Agriculture in the U.S. is so abundant that about 20 percent of it is exported to other countries. With 95 percent of the world’s consumers living outside the U.S., American farmers and ranchers are dependent on reaching foreign markets. Despite this imperative, trade liberalization has become a low priority for policymakers.
Yet it turns out that our own domestic subsidies are one of the largest impediments to more trade liberalization. For years, the United States has showered the agriculture industry with a vast array of subsidies that act as non-tariff trade barriers by artificially depressing U.S. prices and making other countries’ agriculture products less competitive in the domestic market. Likewise, subsidies can allow U.S. exports to distort global markets and undercut foreign competitors in markets abroad.
Simply put, foreign trading partners want more access to U.S. agriculture markets. Curbing domestic agriculture subsidies is perhaps the largest bargaining chip U.S. trade negotiators have to get other countries to open their markets to U.S. products, including agriculture. But our own subsidy regime is getting worse, not better.
To deal with the economic and political fallout of its ill-advised trade wars, the Trump administration provided multiple rounds of very costly farm bailouts and massive subsidies to mitigate the economic damage of the COVID-19 pandemic. Consequently, those subsidies distort international markets and potentially run afoul of the United States’ commitments at the World Trade Organization (WTO).
The possible consequences are severe. Should other countries raise the issue at the WTO, it could lead to lengthy litigation and, if found out of compliance, ensnare unrelated American industries into an unwanted trade skirmish if policymakers refuse to remove the offending subsidies.

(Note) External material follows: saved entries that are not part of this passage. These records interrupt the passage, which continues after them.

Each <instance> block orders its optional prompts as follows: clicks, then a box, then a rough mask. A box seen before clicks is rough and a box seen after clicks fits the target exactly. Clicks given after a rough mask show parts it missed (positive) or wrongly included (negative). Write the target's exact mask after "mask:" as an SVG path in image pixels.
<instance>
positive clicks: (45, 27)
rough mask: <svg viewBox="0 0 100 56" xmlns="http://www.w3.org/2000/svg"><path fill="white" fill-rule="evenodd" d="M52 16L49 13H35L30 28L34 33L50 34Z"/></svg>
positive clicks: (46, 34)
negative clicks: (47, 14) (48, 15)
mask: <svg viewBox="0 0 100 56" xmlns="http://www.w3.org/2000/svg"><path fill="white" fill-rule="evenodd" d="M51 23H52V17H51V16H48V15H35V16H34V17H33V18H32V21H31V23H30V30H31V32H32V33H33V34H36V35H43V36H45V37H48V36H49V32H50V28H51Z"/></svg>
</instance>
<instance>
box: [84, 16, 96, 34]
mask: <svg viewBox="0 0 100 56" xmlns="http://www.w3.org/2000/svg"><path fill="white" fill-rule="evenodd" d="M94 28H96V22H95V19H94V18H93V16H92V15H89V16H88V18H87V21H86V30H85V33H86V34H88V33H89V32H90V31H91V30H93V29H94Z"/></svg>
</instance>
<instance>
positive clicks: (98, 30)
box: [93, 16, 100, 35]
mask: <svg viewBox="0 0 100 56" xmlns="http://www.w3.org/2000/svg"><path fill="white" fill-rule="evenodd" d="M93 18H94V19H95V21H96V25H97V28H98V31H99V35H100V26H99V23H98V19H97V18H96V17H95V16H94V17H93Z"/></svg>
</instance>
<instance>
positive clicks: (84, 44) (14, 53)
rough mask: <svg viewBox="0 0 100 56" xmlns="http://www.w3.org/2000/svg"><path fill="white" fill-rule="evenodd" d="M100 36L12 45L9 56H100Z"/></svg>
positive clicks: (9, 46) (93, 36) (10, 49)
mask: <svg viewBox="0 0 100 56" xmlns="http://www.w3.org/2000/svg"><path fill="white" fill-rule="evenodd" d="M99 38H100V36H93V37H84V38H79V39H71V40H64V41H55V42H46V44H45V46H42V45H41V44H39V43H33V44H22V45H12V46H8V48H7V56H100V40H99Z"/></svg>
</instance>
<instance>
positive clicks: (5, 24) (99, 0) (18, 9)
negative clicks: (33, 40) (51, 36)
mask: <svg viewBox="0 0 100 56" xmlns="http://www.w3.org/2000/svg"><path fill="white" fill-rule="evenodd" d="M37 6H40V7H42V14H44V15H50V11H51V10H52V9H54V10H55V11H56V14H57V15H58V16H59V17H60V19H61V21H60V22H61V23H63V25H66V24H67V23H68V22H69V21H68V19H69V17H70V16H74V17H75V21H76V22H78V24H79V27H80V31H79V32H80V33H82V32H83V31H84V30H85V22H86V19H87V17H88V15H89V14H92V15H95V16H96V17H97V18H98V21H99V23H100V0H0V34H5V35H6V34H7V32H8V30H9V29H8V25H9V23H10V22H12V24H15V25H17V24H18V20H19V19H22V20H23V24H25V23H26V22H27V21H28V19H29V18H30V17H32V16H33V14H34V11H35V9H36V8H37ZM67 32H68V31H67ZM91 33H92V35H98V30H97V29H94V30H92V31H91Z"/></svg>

The path forward is clear. Policymakers should remove the recently enacted tariffs and bailout payments as our trading partners drop their retaliatory tariffs on American agriculture products. Next, the U.S. must pursue negotiations to open up foreign markets for our ultra-competitive exporters aggressively, including agriculture, and liberalize trade for American consumers. That requires a firm commitment to discipline agricultural subsidies moving forward.
Ultimately, the 21st century globalized economy demands a leaner and greener agricultural safety net – one that provides ample support for small family farms, not large welfare programs for major agricorporations – and more global economic integration. In the coming years, U.S. policymakers will have a choice: They can begin to expand the benefits of international trade for farmers and ranchers or they can continue to muddle through, leaving markets untapped while sacrificing growth at the protectionist altar.
Clark Packard is a resident fellow and trade policy counsel at the R Street Institute.